La raffinerie de Schwedt, opérée en grande partie par Rosneft Deutschland, filiale allemande de l’entreprise russe, placée sous tutelle de l’État allemand en 2022, produit l’essentiel du carburant de la grande région de Berlin. Elle représente le cas le plus aigu de la dépendance : une infrastructure stratégique que l’État allemand contrôle politiquement, mais dont la dépendance au brut russe n’a pas encore été résolue. Or, c’est là qu’arrive le pétrole kazakh que la Russie veut couper le 1er mai. Si cette menace est mise à exécution, la région de Berlin va être privée d’une grande partie de son pétrole. De quoi menacer tout le secteur industriel allemand, notamment l’automobile.
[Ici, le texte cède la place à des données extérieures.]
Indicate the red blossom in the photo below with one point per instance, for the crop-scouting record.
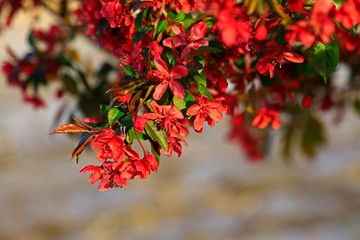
(192, 40)
(169, 119)
(265, 117)
(139, 123)
(276, 55)
(174, 145)
(349, 14)
(167, 78)
(111, 146)
(318, 27)
(207, 110)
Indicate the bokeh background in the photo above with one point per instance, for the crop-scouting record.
(211, 192)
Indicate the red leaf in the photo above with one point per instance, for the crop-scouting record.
(70, 128)
(85, 125)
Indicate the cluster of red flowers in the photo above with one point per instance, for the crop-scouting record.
(188, 62)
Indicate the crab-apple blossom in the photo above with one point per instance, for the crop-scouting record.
(168, 78)
(207, 110)
(181, 63)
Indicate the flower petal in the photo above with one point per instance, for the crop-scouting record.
(178, 72)
(160, 89)
(177, 89)
(193, 110)
(161, 65)
(199, 122)
(198, 31)
(178, 42)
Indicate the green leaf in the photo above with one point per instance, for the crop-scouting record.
(182, 104)
(126, 86)
(180, 16)
(194, 66)
(70, 84)
(138, 20)
(127, 121)
(200, 81)
(351, 31)
(114, 114)
(158, 134)
(129, 70)
(357, 106)
(325, 58)
(155, 149)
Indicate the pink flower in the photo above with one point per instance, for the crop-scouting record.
(139, 167)
(192, 40)
(167, 78)
(205, 110)
(276, 55)
(174, 145)
(266, 117)
(111, 146)
(139, 123)
(318, 27)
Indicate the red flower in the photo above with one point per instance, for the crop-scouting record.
(234, 25)
(349, 14)
(307, 101)
(111, 146)
(139, 167)
(318, 27)
(167, 78)
(192, 40)
(296, 5)
(97, 173)
(265, 117)
(155, 49)
(168, 117)
(276, 55)
(115, 13)
(139, 123)
(174, 145)
(205, 110)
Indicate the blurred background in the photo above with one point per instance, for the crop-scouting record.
(211, 192)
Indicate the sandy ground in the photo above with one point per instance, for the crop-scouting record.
(210, 193)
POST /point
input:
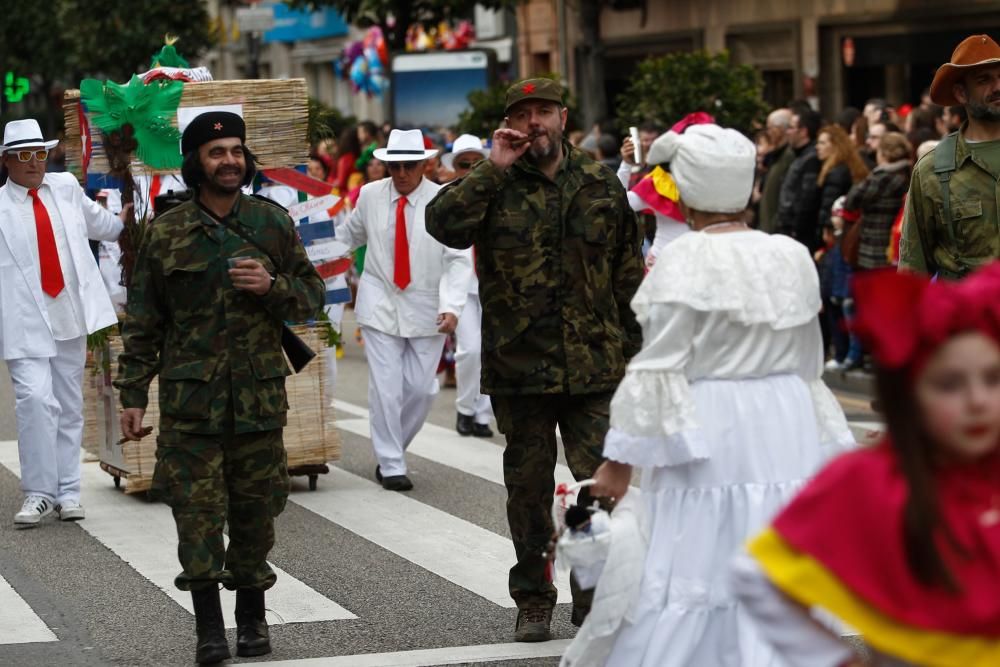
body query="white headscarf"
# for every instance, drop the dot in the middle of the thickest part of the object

L’oléoduc Droujba révèle un fonctionnement essentiel de la géopolitique : derrière les discours (notamment politiques), derrière les symboles, il y a des réalités, qui sont celles de la géoéconomie, de l’énergie et des dépendances. Orban et consorts peuvent dire ce qu’ils veulent : il faut du pétrole pour nourrir les ventres et maintenir le niveau de vie. Et il faut donc des espaces géographiques par où le pétrole doit passer. La politique peut s’affranchir de la géographie, mais elle ne peut pas complètement s’en passer. Cette guerre d’Ukraine est, pour l’Europe, une revanche de la géographie et de l’économie.